Many of the children we look after in the care system are described as “complex”, “challenging” or “difficult”. The reasons for this are generally attributed to things such as attachment issues, as the result of trauma, or as the result of poor parenting. But are we considering that they may be foetally affected by alcohol?
Children in the care system are over-represented in terms of FASD (unsurprisingly as they often come from scenarios where alcohol will have featured heavily e.g. domestic violence, mental health issues and substance misuse) so although accurate rates of prevalence are difficult to obtain, recent research suggests it can be anything from 27% to 60% of children in the care system that may be affected. This compares to rates for the whole population that again are unclear but thought to be anywhere between 4% and 17%.

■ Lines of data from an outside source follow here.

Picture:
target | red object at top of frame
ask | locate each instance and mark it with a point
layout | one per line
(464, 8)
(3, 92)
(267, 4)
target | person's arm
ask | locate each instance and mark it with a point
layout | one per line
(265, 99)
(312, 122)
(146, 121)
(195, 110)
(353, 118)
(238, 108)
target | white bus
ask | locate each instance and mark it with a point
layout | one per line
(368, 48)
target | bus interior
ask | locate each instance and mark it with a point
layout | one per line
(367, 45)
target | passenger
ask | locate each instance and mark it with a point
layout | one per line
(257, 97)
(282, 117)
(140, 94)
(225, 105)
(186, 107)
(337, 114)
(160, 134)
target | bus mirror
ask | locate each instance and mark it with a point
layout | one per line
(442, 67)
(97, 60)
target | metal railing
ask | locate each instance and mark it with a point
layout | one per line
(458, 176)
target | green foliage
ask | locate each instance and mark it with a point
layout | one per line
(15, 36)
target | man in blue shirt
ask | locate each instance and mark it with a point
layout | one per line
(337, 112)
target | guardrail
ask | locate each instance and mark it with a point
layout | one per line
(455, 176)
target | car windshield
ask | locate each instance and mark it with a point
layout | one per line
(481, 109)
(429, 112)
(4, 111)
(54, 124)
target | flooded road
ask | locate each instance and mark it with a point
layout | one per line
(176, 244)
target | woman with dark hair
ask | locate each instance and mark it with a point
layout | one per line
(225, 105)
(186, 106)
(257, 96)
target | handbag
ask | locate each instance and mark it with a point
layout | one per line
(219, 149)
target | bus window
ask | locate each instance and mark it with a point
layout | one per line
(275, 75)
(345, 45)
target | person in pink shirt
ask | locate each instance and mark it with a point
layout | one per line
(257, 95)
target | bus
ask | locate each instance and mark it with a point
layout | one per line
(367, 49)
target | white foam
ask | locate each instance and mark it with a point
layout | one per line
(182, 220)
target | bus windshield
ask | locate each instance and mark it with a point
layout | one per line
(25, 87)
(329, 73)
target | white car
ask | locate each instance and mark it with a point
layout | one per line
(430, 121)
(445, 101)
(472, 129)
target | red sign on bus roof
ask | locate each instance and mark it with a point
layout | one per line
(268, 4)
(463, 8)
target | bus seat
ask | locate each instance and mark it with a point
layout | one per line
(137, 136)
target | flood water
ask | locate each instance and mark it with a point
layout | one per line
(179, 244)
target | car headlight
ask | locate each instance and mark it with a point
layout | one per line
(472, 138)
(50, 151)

Foetal Alcohol Spectrum Disorders (FASD) are the result of alcohol being consumed during pregnancy. Alcohol, being both a neurotoxin and a teratogen, can damage any part of the developing embryo, but in particular it can damage the brain, most specifically the midline of the brain, causing neurodevelopmental issues.
As alcohol can impact on, and effect, any part of the embryo, it means that every child affected is affected uniquely, but because we know where the alcohol is most likely to have an effect, we can see common traits which include:-
- Poor impulse control
- Difficulties with emotional regulation
- Issues in retrieving and storing information
- Issues in receptive language
- Poor auditory functioning
- Specific facial features (but only in about 10% of cases)
Many of these outcomes can be confused with, or mistaken for, other conditions such as ADHD, ASD, PTSD and, especially for children in the care system, “attachment” concerns. Equally though, those affected may not have a diagnosis of any condition whatsoever but may be viewed by society as “naughty” children, with challenging behaviours, or the result of poor parenting.
It is therefore vital that everyone working with children, but especially those working with children in, or on the edge of, the care system, know about FASD, how it is caused, how the brain can be affected and, most crucially, how they can help children who have been impacted.